Итак, все пережитое до этого дня еще встретится на моем пути. Мое прошлое — впереди. С манифестом «Когда я умираю» мне открылось окно в поэтический мир, который завладеет мною на всю жизнь. Отныне я принадлежу ему и никогда его не покину, он потребует от меня рабского служения и полной самоотдачи.
Но в то же время, поскольку я существую не изолированно, а составляю единое целое с другими, мне приходится вступать в сделку с жизнью. Я узнал цель своего путешествия, но моя лодка — часть моря. Мне приоткрылось совершенство, я хорошо знаю, что нужно делать, но для этого надо выжить, а чтобы выжить, надо удержаться на поверхности, лавировать, хитрить, увиливать, предавать. Это и значит жить.
Постановка «Когда я умираю» была моим первым большим глотком жизни!
Период театра Ателье позволил мне познакомиться с человеком, индивидуальностью. Человек — инструмент, творящий искусство человека, то есть театр.
«Картель» был для театра тем, чем «фовисты» — для живописи. Там мне сделали прививку эстетизма. Для «Картеля» театр являлся чисто поэтическим искусством, «поэзией пространства посредством человека». Общество оказалось за пределами его забот. Здесь не было и речи о других. Художник гонялся за своей мечтой. Подчиняясь внутреннему наказу, он мастерил свои вещи, иначе говоря, создавал спектакли. А дальше — будь что будет. В сущности, даже если я не осознавал этого, именно потому я и вырвал себя из почвы Ателье. Дюллен это человек. У меня же теперь возникла потребность смешаться с людьми. Я захотел перейти от индивидуума к обществу.

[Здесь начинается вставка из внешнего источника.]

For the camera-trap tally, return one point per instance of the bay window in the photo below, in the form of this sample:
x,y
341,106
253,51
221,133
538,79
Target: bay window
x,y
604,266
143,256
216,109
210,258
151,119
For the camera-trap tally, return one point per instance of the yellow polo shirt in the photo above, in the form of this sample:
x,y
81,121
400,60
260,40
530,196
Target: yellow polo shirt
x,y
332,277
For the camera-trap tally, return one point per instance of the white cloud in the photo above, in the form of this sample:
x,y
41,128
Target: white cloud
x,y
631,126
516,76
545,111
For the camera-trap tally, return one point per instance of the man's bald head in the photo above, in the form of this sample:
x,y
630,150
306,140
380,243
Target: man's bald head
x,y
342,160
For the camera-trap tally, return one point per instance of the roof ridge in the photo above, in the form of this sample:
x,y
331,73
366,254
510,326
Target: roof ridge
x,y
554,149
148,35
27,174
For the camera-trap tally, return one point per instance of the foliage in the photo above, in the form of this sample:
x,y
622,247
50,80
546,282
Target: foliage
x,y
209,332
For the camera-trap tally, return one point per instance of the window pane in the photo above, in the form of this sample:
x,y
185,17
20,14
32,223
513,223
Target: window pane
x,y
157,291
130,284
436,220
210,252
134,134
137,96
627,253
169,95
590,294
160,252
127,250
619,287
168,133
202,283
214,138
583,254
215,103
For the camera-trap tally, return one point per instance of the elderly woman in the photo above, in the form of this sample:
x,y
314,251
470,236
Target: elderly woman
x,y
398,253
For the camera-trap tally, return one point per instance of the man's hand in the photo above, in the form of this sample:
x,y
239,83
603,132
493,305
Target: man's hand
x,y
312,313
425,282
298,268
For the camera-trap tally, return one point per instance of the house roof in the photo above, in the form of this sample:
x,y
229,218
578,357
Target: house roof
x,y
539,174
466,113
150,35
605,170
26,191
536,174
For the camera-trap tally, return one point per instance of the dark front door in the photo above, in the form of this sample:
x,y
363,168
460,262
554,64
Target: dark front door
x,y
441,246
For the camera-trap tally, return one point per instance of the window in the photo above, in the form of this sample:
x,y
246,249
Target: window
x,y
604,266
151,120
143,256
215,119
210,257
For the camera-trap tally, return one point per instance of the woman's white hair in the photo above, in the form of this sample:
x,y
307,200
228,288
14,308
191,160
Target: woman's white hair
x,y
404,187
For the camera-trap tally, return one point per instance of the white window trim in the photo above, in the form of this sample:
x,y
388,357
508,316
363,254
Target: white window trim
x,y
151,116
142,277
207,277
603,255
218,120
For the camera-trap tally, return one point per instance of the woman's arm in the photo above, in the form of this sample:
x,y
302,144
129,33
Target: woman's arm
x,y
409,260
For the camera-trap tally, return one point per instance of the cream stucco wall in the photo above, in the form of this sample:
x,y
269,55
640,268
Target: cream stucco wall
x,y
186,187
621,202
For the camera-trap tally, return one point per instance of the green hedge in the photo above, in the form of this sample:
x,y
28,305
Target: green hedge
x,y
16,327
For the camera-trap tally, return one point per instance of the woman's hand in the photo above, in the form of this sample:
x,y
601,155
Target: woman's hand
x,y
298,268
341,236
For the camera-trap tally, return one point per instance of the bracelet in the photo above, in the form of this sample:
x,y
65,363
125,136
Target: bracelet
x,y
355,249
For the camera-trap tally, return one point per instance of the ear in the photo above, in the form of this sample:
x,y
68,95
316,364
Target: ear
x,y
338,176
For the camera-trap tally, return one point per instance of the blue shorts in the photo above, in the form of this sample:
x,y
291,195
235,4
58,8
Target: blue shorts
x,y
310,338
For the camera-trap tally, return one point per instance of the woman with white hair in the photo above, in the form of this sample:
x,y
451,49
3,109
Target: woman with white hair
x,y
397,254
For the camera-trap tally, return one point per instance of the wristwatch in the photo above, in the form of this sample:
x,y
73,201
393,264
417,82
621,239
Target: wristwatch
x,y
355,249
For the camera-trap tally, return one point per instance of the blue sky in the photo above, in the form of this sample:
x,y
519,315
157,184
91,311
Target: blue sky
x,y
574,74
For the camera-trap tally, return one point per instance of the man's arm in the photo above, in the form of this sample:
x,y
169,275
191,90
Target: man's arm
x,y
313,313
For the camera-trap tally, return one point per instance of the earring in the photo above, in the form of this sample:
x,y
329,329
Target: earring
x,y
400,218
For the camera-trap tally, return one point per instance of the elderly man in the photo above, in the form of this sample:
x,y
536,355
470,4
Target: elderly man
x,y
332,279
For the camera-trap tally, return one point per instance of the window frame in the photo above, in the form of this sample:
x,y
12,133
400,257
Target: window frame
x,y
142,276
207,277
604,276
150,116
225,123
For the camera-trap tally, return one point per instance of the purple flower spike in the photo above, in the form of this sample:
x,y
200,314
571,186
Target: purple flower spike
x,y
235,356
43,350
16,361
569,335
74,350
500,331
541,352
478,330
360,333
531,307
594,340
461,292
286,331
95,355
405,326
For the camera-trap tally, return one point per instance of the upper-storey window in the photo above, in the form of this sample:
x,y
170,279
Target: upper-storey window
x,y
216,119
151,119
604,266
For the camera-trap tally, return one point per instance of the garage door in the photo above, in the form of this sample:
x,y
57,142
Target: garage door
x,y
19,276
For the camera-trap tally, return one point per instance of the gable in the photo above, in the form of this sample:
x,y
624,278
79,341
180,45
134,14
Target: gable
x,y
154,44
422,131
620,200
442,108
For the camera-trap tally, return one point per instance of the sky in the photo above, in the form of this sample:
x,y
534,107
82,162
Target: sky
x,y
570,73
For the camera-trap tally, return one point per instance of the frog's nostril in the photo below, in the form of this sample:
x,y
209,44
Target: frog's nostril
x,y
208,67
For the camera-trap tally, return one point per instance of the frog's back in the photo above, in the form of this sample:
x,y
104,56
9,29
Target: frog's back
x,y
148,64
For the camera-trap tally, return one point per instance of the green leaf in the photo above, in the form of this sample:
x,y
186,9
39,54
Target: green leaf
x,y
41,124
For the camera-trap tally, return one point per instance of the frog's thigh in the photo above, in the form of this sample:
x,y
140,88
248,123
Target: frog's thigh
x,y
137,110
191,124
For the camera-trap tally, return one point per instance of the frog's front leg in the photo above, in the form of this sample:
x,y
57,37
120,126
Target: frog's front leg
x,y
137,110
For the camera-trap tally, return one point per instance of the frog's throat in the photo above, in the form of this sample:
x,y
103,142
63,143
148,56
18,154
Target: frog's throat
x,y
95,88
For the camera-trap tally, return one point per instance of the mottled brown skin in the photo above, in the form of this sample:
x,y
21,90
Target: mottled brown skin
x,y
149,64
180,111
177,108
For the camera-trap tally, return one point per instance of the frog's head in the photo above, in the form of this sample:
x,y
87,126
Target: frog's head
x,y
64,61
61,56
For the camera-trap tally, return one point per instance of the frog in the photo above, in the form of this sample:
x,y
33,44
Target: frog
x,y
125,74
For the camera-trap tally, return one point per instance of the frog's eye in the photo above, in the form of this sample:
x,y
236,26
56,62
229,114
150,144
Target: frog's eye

Благодаря моему первому манифесту мне протянули руки сюрреалисты. Я отдался их движению и принял их бунт.
«Чердак Августинов»
Я нашел чудесное место — улица Гран-з-Огюстен, 7 или 11 — во всяком случае, одно из этих счастливых чисел. Старинное здание XVI века по вечерам совершенно пустовало. К нему вело несколько ступенек вниз в глубине двора, бугрящегося старой брусчаткой. В бельэтаже располагался профсоюз привратников. Над ним — ткацкая мастерская, изготовлявшая очень красивые кустарные изделия. Я снял верхний этаж. Три необычные комнаты с великолепными балками наружу.